# FLASH SUM error on DVD



## imbeaujp

Hello all 

I got a Pioneer Elite DV-38A Player (DVD-A 196khz/24bits D/A converter - Progressive scan DVD) that does not work ans only shows "Flash sum" on the display.

I got that problem in the past, but after some times (hours) it was ok. But this time, it does no work for a week and only displays "FLASH SUM".

What this could be ?

Thanks !


JP


----------



## imbeaujp

HELP !


----------



## bobgpsr

imbeaujp said:


> I got a Pioneer Elite DV-38A Player (DVD-A 196khz/24bits D/A converter - Progressive scan DVD) that does not work ans only shows "Flash sum" on the display.
> 
> I got that problem in the past, but after some times (hours) it was ok.
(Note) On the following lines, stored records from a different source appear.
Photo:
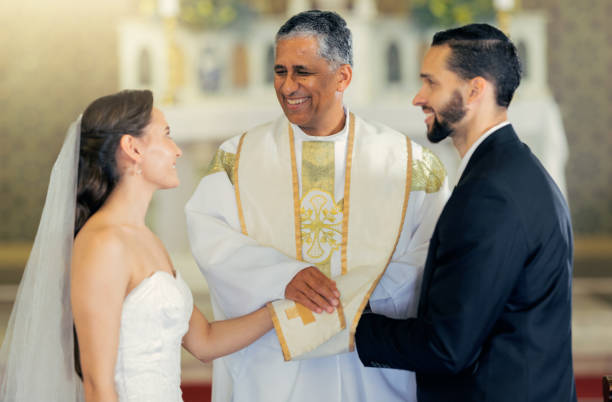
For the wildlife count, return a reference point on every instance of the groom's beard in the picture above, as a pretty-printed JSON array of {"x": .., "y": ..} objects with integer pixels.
[{"x": 451, "y": 113}]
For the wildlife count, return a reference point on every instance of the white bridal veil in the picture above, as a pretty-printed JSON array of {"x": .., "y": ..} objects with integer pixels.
[{"x": 37, "y": 355}]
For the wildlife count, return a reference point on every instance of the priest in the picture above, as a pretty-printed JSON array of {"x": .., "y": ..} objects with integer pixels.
[{"x": 322, "y": 215}]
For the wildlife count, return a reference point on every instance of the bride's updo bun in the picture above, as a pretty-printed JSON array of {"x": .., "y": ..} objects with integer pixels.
[{"x": 103, "y": 124}]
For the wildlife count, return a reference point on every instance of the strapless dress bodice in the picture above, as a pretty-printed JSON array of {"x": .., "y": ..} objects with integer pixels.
[{"x": 154, "y": 319}]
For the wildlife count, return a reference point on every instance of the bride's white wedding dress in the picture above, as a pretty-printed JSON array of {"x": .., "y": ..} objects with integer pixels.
[{"x": 154, "y": 319}]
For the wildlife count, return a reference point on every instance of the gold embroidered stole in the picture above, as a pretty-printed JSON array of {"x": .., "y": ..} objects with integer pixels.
[
  {"x": 376, "y": 192},
  {"x": 321, "y": 216}
]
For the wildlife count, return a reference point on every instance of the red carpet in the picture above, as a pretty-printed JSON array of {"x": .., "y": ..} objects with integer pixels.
[{"x": 586, "y": 387}]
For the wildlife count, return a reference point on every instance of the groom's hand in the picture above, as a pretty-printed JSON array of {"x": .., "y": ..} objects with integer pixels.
[{"x": 314, "y": 290}]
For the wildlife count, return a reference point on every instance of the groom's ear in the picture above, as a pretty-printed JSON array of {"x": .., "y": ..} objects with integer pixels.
[{"x": 131, "y": 147}]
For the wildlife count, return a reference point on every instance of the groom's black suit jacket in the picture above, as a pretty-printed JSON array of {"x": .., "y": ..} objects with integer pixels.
[{"x": 494, "y": 314}]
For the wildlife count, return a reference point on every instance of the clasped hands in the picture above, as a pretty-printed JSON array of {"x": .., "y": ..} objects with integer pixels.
[{"x": 314, "y": 290}]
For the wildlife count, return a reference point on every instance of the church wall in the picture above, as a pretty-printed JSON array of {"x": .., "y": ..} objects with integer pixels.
[{"x": 55, "y": 57}]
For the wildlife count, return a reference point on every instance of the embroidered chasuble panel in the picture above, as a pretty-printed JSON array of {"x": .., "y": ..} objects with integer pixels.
[
  {"x": 298, "y": 214},
  {"x": 321, "y": 216}
]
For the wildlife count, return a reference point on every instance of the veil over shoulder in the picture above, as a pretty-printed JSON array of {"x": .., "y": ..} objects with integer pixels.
[{"x": 37, "y": 354}]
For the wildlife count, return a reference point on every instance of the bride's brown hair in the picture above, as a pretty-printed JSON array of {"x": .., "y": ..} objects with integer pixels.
[{"x": 103, "y": 124}]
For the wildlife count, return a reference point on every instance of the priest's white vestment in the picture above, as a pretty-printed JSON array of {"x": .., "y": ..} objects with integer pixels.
[{"x": 232, "y": 234}]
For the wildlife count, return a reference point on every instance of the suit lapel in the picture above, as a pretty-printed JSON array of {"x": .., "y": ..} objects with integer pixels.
[
  {"x": 501, "y": 136},
  {"x": 498, "y": 138}
]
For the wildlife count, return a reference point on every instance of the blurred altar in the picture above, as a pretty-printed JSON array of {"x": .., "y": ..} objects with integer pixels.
[
  {"x": 217, "y": 83},
  {"x": 209, "y": 64}
]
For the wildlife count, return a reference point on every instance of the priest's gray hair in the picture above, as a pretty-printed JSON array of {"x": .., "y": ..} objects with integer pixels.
[{"x": 334, "y": 37}]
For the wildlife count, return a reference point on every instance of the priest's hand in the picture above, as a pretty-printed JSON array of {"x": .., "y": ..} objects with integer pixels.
[{"x": 314, "y": 290}]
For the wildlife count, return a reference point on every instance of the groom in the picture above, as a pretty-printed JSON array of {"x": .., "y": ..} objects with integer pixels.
[{"x": 493, "y": 321}]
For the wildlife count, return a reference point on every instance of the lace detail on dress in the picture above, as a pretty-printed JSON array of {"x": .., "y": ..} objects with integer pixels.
[{"x": 154, "y": 319}]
But this time, it does no work for a week and only displays "FLASH SUM".
> 
> What this could be ?


Unfortunately it seems that the Flash ROM memory that contains the player's firmware is going bad (has a bad integrated circuit chip). The firmware contents most often have a calculated checksum stored with the code/data in ROM. The player at startup compares the read checksum with what it calculates from reading all the ROM contents. When the read versus calculated sums do not match, then it knows, and is alerting you, that some ROM location is going bad and not to trust the player to operate right.

The only thing to do is to have Pioneer fix the player. Sorry! :sad:


----------



## tonyvdb

Hi Jean-Pierre,
Bob is right unfortunately that is a repair that only can be done by a Pioneer service representative. If its still under warranty this it is worth it but otherwise it may be a bit costly to do.
Contact Pioneer first to see what they say.


----------



## Mike P.

I read that if you unplug the player it may reset itself. You could give that a try.


----------



## Guest

I am experiencing the "Flash Sum" error code on our DVD player now. Unfortunately I have a Netflix DVD stuck in the player and the drawer won't open. It is so frustrating. It has given us NO trouble until I went to retrieve the DVD that is in it now.


----------



## DG3NGP

Mike P. said:


> I read that if you unplug the player it may reset itself. You could give that a try.


It says in the manual to reset it, you must unplug the DVD player, plug it back in the receptacle, press and hold the STOP button as you press and hold the STANDBY/ON button for 5 seconds. See what happens!


----------